Tuesday afternoon it’s cool but sunny. I’ve been eager to plant some peas – one of my favorite garden veggies but one I did not have great success with last year – and this brisk bright afternoon seems ideal. I grab the seed packet and some tools and head out to the back deck to start the work.
I fumble with the peas, ripping open the packet then squinting at the tiny print on the back side: direct sow 4-6 weeks before last frost. Yeah, I operate this way. I dump the dirt in the pot, tear open the seed packet, and THEN double-check the instructions. Sometimes I drill without measuring, too. When I cook I often heat my oil before everything’s chopped. I estimate. I eyeball.
I suppose this is why I changed my college major from physics to English before the end of my freshman year. I am delighted, enthralled, titillated with all aspects of science — both physical and biological – except the part where you’re supposed to be precise and accurate and follow a “Method” and look at “data.” Ugh. Better for me to drift on over to the English department where I can write poetry about grand trees rather than lab reports about xylem and phloem (which would be great names for a pair of kick-ass superhero twins in a short story, don’t you think?)
Growing up, I loved listening to my dad talk about astronomy or geology; I loved learning to identify all the tree species in my neighborhood; I even loved reading my science textbooks. In high school, though, Biology lab troubled me. I know, it’s the part that’s supposed to “hands-on” and fun, but it filled me with anxiety. I recall the objective of one lab was to determine the number of kilocalories in a peanut.
The “Procedure” involved jabbing a peanut onto a large pin and then setting it aflame with the Bunsen burner. We were to calculate the temperature differential of a beaker of water that sat over the flame, and then plug said differential into an equation.
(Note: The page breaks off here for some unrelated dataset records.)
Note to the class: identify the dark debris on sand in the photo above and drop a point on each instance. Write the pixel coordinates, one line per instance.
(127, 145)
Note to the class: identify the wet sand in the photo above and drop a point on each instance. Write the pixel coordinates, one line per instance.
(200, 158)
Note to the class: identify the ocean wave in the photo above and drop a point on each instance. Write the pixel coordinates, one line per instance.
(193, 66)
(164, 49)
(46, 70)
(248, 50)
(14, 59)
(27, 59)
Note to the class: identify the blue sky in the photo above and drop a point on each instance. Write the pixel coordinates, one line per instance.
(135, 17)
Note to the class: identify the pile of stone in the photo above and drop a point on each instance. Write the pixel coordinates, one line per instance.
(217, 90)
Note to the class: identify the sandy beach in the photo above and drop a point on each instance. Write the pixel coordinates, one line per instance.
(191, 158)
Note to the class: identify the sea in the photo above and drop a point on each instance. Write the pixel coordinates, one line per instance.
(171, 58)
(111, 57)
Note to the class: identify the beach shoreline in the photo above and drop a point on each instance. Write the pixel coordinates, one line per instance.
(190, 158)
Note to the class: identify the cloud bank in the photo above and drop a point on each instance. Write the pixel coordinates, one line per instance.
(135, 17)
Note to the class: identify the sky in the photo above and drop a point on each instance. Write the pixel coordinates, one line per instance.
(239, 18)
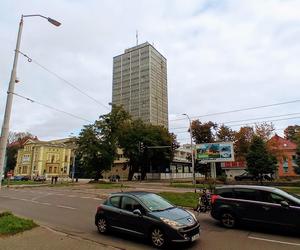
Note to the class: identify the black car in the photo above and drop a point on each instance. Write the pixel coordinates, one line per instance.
(244, 203)
(147, 215)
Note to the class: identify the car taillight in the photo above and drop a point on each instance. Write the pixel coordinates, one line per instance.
(213, 198)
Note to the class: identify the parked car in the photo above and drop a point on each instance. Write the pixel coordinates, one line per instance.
(244, 203)
(147, 215)
(39, 178)
(21, 178)
(114, 178)
(245, 176)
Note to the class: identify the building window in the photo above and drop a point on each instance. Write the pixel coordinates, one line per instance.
(25, 158)
(24, 169)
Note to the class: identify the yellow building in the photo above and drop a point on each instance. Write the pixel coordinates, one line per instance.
(44, 158)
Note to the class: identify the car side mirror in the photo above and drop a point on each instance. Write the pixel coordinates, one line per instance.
(284, 204)
(137, 212)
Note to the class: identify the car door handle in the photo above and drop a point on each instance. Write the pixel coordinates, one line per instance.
(266, 208)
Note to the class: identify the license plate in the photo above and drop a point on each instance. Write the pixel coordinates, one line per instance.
(195, 237)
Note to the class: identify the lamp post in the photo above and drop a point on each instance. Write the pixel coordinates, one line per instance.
(192, 153)
(10, 92)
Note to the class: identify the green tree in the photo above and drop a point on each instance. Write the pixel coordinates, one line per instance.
(152, 156)
(264, 130)
(259, 160)
(97, 143)
(242, 142)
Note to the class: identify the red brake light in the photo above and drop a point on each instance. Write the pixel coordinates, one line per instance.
(213, 198)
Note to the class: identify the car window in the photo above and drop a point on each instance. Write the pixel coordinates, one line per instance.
(274, 198)
(130, 204)
(226, 192)
(247, 194)
(115, 201)
(155, 203)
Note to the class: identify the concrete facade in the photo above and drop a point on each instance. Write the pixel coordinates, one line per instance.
(140, 84)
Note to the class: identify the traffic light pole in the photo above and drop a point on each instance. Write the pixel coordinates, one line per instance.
(11, 88)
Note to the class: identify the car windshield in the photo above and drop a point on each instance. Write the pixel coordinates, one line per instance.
(155, 203)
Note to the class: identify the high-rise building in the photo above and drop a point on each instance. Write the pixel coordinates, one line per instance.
(140, 84)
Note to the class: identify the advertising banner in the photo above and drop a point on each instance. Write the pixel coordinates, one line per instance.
(215, 152)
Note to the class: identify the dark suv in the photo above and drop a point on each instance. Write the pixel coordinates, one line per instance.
(245, 203)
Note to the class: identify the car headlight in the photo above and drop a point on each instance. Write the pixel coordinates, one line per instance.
(171, 223)
(194, 217)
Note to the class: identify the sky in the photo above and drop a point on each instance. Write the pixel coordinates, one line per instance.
(221, 56)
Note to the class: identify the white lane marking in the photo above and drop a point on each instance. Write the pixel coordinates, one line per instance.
(98, 199)
(274, 241)
(73, 208)
(45, 203)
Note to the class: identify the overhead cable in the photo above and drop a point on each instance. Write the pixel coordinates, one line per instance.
(64, 80)
(50, 107)
(239, 110)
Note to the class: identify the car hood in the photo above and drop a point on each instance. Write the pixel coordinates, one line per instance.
(176, 214)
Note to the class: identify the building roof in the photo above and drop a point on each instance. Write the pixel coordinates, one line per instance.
(282, 143)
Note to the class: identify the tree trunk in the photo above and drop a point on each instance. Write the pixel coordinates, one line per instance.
(130, 173)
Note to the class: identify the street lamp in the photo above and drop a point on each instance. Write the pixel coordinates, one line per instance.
(192, 153)
(10, 92)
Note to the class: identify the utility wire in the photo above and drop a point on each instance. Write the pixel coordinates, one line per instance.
(252, 119)
(239, 110)
(62, 79)
(246, 124)
(50, 107)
Two things about this lab stand out in my memory. First, I skewered my finger on the pin. Second, when my recorded measurements didn’t yield the result I desired (by my calculations a single peanut contained 197 kilocalories) I falsified my lab report. At the neighboring lab station, Daniel Lee (who’d scored a 1580 on his PSAT) and his lab partner had recorded a result of 4.5 kilocalories. No doubt Daniel had done a better job following the Procedure and hadn’t allowed unexpected variables — like drops of human blood — to mar his results.
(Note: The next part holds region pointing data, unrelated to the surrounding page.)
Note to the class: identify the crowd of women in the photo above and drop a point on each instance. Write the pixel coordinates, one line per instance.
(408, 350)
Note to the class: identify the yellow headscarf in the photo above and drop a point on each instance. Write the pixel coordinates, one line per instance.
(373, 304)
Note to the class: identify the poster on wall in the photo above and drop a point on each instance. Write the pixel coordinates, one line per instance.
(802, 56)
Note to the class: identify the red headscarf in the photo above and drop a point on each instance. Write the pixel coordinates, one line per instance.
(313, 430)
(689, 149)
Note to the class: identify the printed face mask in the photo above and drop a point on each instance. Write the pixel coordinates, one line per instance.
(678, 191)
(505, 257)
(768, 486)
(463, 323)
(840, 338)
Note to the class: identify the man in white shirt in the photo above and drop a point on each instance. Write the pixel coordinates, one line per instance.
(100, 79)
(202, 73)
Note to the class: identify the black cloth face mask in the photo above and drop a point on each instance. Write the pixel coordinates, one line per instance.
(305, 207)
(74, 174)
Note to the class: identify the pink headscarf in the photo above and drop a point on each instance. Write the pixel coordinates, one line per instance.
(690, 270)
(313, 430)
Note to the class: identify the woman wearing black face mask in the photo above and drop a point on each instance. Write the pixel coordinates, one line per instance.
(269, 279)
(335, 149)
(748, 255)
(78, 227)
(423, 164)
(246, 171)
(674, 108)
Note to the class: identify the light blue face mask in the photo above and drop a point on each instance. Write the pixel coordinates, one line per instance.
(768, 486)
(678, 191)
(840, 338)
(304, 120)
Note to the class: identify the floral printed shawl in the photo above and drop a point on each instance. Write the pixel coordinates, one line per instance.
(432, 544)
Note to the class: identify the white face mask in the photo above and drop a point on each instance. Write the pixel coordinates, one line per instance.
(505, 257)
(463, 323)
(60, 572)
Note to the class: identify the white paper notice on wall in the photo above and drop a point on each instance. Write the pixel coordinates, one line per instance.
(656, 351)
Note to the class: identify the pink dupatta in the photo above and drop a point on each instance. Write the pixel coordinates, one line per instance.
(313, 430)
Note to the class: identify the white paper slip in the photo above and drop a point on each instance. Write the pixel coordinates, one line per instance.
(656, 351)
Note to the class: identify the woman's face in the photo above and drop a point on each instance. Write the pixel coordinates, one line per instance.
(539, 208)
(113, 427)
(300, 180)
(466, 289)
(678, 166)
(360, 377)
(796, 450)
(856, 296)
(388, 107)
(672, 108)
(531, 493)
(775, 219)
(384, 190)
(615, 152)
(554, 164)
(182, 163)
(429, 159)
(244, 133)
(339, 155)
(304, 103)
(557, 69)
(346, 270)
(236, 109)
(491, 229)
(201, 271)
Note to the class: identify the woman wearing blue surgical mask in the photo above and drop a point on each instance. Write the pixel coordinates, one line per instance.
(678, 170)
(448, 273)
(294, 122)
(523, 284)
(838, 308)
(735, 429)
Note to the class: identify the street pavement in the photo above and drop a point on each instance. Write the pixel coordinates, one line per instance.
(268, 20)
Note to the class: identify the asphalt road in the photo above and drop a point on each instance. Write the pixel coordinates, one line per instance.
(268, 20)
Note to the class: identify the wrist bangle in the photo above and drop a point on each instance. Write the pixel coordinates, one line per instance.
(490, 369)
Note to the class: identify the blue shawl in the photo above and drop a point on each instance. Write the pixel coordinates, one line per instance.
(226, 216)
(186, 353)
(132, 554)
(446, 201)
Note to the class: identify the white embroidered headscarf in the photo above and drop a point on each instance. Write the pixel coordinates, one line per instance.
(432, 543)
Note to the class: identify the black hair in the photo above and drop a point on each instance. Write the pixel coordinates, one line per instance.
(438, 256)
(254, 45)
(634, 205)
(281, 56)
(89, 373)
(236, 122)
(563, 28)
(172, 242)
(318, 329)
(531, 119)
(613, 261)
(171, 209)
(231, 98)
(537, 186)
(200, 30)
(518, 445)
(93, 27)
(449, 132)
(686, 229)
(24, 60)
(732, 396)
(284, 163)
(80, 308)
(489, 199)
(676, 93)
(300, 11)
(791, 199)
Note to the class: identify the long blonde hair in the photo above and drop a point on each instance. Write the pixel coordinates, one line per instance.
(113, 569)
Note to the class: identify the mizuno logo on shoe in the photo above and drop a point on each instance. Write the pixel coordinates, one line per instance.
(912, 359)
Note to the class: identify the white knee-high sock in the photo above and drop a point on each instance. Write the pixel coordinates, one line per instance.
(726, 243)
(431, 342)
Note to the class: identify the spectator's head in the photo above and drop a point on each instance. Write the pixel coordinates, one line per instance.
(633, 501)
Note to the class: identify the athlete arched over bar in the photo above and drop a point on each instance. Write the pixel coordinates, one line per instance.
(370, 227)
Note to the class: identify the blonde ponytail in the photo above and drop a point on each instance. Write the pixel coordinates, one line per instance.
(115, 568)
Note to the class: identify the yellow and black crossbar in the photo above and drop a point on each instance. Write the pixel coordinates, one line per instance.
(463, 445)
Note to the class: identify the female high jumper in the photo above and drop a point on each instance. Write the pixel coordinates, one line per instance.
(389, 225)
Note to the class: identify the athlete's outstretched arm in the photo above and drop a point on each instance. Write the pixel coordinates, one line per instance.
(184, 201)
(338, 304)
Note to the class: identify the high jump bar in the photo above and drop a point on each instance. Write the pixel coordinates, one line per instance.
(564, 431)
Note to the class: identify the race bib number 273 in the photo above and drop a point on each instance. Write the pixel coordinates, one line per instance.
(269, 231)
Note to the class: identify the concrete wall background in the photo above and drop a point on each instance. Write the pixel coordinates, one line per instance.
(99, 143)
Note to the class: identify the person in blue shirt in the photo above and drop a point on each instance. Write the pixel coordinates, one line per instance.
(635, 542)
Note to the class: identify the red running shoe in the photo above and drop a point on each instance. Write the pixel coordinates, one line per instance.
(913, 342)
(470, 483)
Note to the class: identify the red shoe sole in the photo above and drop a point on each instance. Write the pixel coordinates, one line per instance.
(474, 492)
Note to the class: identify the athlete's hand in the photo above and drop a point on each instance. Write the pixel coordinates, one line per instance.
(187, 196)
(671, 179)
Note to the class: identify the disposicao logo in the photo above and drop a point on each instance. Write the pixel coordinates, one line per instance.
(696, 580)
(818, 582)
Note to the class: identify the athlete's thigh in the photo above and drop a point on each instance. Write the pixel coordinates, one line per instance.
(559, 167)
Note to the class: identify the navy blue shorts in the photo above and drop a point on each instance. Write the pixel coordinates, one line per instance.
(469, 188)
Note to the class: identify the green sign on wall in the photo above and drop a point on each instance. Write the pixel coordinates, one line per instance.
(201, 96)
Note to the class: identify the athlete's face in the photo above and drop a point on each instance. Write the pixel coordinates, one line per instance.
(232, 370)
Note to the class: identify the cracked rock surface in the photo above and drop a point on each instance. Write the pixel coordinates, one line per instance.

I considered following the True Scientist’s Code of Honor and confessing all in the “Conclusions” section of the lab report:
“Results were likely inaccurate for several reasons. We may have burned a bit of human flesh along with the peanut. Also, it was difficult to get an accurate temperature reading because frankly these lab kits were purchased in 1972 and the numbers are pretty much worn off the thermometers and to be honest, my lab partner and I were mostly talking about the Depeche Mode concert instead of paying attention to the experiment.”
It was a gamble. Would my biology teacher reward honesty? Or would it be safer to erase a few numbers, move a few decimal points around, and present the result I was supposed to have achieved despite unreliable lab equipment, chatty lab partners, and other unexpected variables?
With my peas, I’m still experimenting, and still feeling some anxiety. I’m new at this and there are many variables – weather, soil, fertilizer, water, my ineptitude, etc. – but unlike high school bio it won’t do much good for me to lie about the results. Either I will grow enough peas to cook a stir-fry or I won’t. I drop the peas into an inoculant slurry in a glass jam jar and then agitate them with what I hope is just the right amount of vigor to get them completely coated. Confession: I followed a similar procedure last year and got only about a cup of pea pods total. But I also planted them in a fairly small container, didn’t provide them with a high enough trellis, didn’t stagger planting times, etc. This year I’m altering those variables and I’m hoping for a bumper crop.
Science and poetry. Variables. Honesty. Sometimes, like my peas, they can get all muddled up in a big slurry. Is honesty rewarded in science? Are motives confessed? Variables acknowledged? I watch environmental documentaries, where science is delivered with carefully chosen imagery and sweeping soundtracks. Procedure: show factory belching smoke, cut to polar bear on chunk of ice. Cue violins. The poet in me is riveted, moved to tears; the scientist in me, the seeker of truth, is horrified. I want to see the Lab Report. What is your Objective? Show me the data. Pick up the bits from the cutting room floor, splice them back together. I want that whole interview, not just the soundbite. Turn off the music. What did the economist say? What did the Senator say? What did the logger say? What did the logger’s daughter say? Don’t show me a bar graph that’s three stories tall. Show me the numbers. Have three different people explain them. Without metaphors. Without hyperbole. Without poetry.
Because if you’re not careful, you might persuade an entire country to heat the pan before they’re ready to cook. To drill the holes before they measure. To plant the seeds in the wrong place, at the wrong time.
See? Metaphors. Poetry. Very dangerous.